In 1967, a year after recording their first single, the Sinners achieved popular recognition with Don’t Stand In The Rain, a cover of Don’t Go Out Into the Rain of Herman’s Hermits, then Penny Lane, the clear voice of François Guy rising above the orchestra; on the B side of the Beatles’ hit, however, is the precious Les Grits d’Aujourd’hui, a minute fifty-four seconds of powerful rock, a song written by singer Charles Prévost-Linton and François Guy. Two years later, under the name La Révolution Française, the members of the Sinners and their friends offered the immortal Quebecerscomposed by François Guy, Angelo Finaldi and Richard Tate.

“At a time when we heard a lot of prefabricated yé-yé songs, a lot of French versions of popular hits, the Sinners were more of a research and creation laboratory – they tried a lot of things and made irreverent rock”, sums up documentarian Guylaine Maroist of Productions La Ruelle, who piloted the reissue of the Sinners albums and imagined theOutrage to the Sinners presented at the Coup de coeur francophone festival in 2002.

From François Guy, “we should remember the pioneer, the pioneer and the avant-garde”, insists Sébastien Desrosiers. The avant-garde was prominent in the cult film “de gogo-vérité” Kid Feeling, directed by Jacques Godbout in 1968 whose Sinners signed the soundtrack. “We remember him as the old Sinners, escapades – more mythical than true – of the group, one or two hits, but we know little about his work”, adds the historian, praising his songs, starting with those of his first solo album (1973).
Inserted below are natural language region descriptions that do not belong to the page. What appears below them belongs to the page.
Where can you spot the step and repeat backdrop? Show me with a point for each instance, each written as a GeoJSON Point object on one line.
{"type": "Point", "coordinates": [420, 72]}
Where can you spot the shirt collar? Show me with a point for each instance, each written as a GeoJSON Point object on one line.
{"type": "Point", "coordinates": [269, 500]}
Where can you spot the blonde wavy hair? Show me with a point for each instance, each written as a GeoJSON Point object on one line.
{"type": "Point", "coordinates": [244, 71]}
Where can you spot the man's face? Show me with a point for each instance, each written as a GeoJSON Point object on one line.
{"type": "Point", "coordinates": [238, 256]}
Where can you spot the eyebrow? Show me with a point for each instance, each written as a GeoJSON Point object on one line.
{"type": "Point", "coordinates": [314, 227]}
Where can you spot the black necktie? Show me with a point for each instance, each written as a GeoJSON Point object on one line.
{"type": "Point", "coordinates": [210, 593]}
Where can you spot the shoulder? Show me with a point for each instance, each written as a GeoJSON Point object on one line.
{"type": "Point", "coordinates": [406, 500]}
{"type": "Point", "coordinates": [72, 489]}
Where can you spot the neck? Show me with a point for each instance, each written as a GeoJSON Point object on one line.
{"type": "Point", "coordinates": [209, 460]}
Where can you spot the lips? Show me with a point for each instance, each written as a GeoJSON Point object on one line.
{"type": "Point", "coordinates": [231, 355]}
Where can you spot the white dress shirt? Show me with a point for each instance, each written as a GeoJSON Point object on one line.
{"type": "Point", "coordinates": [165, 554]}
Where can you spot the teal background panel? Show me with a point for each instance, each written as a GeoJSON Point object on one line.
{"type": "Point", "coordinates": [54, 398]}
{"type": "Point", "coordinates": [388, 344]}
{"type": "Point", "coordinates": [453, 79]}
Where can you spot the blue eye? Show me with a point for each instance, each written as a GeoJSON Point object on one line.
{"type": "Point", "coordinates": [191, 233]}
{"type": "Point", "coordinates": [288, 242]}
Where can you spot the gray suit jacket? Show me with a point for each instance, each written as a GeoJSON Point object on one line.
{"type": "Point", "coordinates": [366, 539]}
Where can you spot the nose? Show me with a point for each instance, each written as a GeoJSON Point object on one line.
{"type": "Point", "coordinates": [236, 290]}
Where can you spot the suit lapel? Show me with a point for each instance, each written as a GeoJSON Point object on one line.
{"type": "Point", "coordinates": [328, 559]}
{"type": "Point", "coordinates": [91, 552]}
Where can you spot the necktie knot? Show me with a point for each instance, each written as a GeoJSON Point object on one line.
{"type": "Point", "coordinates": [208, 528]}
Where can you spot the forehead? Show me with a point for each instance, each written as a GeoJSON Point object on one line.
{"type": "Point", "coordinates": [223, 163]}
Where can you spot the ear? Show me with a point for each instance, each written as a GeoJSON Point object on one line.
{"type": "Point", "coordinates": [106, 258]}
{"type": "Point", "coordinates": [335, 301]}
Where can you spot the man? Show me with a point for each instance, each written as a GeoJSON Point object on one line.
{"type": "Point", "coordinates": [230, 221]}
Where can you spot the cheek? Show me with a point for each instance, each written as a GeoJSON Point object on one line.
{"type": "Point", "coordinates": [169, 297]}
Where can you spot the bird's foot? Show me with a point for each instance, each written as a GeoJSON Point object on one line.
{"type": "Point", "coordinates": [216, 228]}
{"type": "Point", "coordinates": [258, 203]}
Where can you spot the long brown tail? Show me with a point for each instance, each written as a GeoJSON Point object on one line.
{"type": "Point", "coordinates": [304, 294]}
Over the years, will have written dozens for Donald Lautrec, Michel Pagliaro, Boule Noire (George Thurston), Toulouse, Francine Raymond (his success Y’a les mots), Chloé Sainte-Marie and many others.

In 2000, François Guy took over the reins of SACEF, multiplying initiatives to supervise the next generation and bring them closer to their audience, with creative residency projects and tours such as Le Grand Huit and Du haut des airs. “What he did a lot was to accompany the performers, especially in the selection of songs that the young people interpreted: rather than always repeating the great hits of starmania, for example, it was a bank of modern songs for young people. He was not beating around the bush in the way of animating and directing the next generation, ”says Alain Chartrand, director of the Coup de coeur francophone festival and brother in arms of François Guy in the defense of Quebec song.

Former participant in the Ma première Place-des-Arts competition organized by SACEF, singer-songwriter Catherine Major benefited from the mentorship of François Guy: “He was someone who didn’t have his tongue in his pocket , and therefore someone who started projects, who stirred the cage of young artists to try to get the best of them and to question them. I then met him throughout my career, he was always present for me and full of encouragement. He had the flame, he was passionate. »

The departure of François Guy leaves to mourn his partner Isabelle Lajeunesse, his children Félix and Zoé, and several generations of music lovers.